- In this month’s focus on technology, I turn my attention to advances made in batteries and more broadly energy storage. One way to improve a battery is to improve the amount of energy it can store without increasing its weight. A startup, California Lithium Battery (CalBattery), has found a way to embed nano-silicon particles on graphite anodes (the electron collecting part of a battery) to improve the energy density of a lithium-ion battery by 300% without increasing it weight. In the past, silicon was too unstable for use in an anode; but silicon has a high energy potential making it a great compliment to the lightweight graphite base. A Stanford researcher has improved upon today’s lithium-ion rechargeable battery by using nanoparticles of sulfur surrounded by titanium-oxide. The sulfur inside the titanium shell can expand in the presence of lithium and bond with electrons released from the element, thereby creating a current. The titanium shell protects the sulfur from forming intermediate compounds when a lithium bond is formed.
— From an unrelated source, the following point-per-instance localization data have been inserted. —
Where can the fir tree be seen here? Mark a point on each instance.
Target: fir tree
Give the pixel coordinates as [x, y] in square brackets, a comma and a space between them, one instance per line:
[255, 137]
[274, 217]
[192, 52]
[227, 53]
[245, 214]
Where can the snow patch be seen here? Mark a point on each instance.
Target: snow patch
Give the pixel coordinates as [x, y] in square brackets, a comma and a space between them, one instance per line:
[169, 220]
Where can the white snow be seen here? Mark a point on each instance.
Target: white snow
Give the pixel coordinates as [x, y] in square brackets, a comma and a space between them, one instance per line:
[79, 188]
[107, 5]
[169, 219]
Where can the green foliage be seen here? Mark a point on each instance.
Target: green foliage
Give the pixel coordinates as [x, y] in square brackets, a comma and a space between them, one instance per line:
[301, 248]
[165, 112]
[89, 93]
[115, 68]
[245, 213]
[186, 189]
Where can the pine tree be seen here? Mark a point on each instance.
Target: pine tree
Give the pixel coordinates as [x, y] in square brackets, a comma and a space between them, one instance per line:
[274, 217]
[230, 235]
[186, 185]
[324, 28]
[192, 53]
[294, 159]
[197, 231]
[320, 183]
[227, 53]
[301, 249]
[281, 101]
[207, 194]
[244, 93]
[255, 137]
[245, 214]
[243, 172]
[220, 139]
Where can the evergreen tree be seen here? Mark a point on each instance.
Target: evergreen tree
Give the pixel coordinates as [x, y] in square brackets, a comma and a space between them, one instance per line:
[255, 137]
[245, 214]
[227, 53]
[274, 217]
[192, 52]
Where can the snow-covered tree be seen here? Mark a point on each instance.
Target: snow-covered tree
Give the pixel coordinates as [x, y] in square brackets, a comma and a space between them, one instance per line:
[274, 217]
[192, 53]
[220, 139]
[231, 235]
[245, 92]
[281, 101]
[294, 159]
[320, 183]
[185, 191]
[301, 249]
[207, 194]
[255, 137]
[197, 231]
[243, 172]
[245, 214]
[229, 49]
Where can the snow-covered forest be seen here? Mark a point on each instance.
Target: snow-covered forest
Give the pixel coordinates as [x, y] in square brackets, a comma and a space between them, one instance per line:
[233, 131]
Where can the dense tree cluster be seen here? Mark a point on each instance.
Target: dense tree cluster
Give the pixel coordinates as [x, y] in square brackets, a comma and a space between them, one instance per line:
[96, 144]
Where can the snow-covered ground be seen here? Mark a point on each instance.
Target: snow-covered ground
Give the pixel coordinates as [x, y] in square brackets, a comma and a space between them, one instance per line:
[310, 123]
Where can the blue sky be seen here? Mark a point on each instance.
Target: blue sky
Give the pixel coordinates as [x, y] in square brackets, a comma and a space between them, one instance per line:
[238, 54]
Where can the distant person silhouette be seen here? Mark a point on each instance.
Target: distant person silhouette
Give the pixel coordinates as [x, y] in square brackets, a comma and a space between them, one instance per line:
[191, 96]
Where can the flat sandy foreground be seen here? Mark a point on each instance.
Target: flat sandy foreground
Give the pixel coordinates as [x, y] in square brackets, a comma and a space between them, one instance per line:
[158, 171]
Tests show the sulfur-based cathodes (the electron creating part of a battery) store up to 5 times the energy as traditional lithium-ion batteries do today. Oak Ridge National Laboratory researchers have taken another approach to increasing the energy density of lithium-ion batteries by employing pure lithium metal for the anodes. Crushed, porous silicon anodes appear to have potential to increase the life of traditional lithium-ion batteries according to research from Rice Univeristy. Meanwhile, scientists at the Fraunhofer Institute have extended the life of lithium-sulfur batteries by using a carbon backbone to which the sulfur is bound to in the cathodes. This bonding process slows down the degradation of sulfur to intermediate compounds.
Improving on traditional lithium-ion batteries is one approach to improving energy storage and so too is the creation of new battery compounds. For example, another team of researchers at Oak Ridge National Laboratory created lightweight, low-cost and energy dense batteries from a unique class of solid sulfur compounds. University of Maryland scientists used a sliver of wood covered with tin in an inexpensive, experimental sodium-ion battery which lasted 400 full charge cycles. Finally, US Department of Energy researchers developed a liquid battery that could be used for large-scale utility energy storage. Their system uses a piece of coated lithium metal surrounded by an organic solvent containing sulfur and lithium. Electrons move back and forth from the liquid to the coated metal without degradation or the need to filter the organic solvent.
- Now here is a highly debated topic, what do you call a tall glass of a carbonated beverage? A pop? Or a soda? Well, a graduate student at North Carolina State has an answer to the debate! And he put together a terrific series of maps that answers this question by geography. The maps are highly interactive and sortable by city. This online project include answers to 122 questions on dialects and word choices, for instance: Do you mow or cut the grass? What is ‘the City’? And what term do you use for the small road parallel to a highway?
- If you spend the time to Google, “GIS and trail design”, you might come across this article on ATV trail planning by Snyder et al. In their research study, the authors use a combination of ecological considerations and user preferences to design a looped trail in a Minnesota state forest. By employing least-cost path analysis, the authors developed a flexible toolset that can be supplemented with additional geographic information as it becomes available as well as work in any location. This sort of GIS analysis can complement the expertise of resource managers and politicians as the locations of new ATV trails are debated, designed and implemented to minimize environmental impacts while increasing their attractiveness to those who use them.
- From the Mid-Atlantic states we travel down the coast to look at the GIS resources of Florida’s biggest city, Jacksonville. Unlike our stop in Delaware, the Jacksonville GIS website is robust. It features several premade map displays with a ton of layers including zoning, schools, emergency support and so much more! The maps feature the standard suite of interactive tools such as zoom, query and print. The one drawback to the site is the inability to download the layers as shapefiles.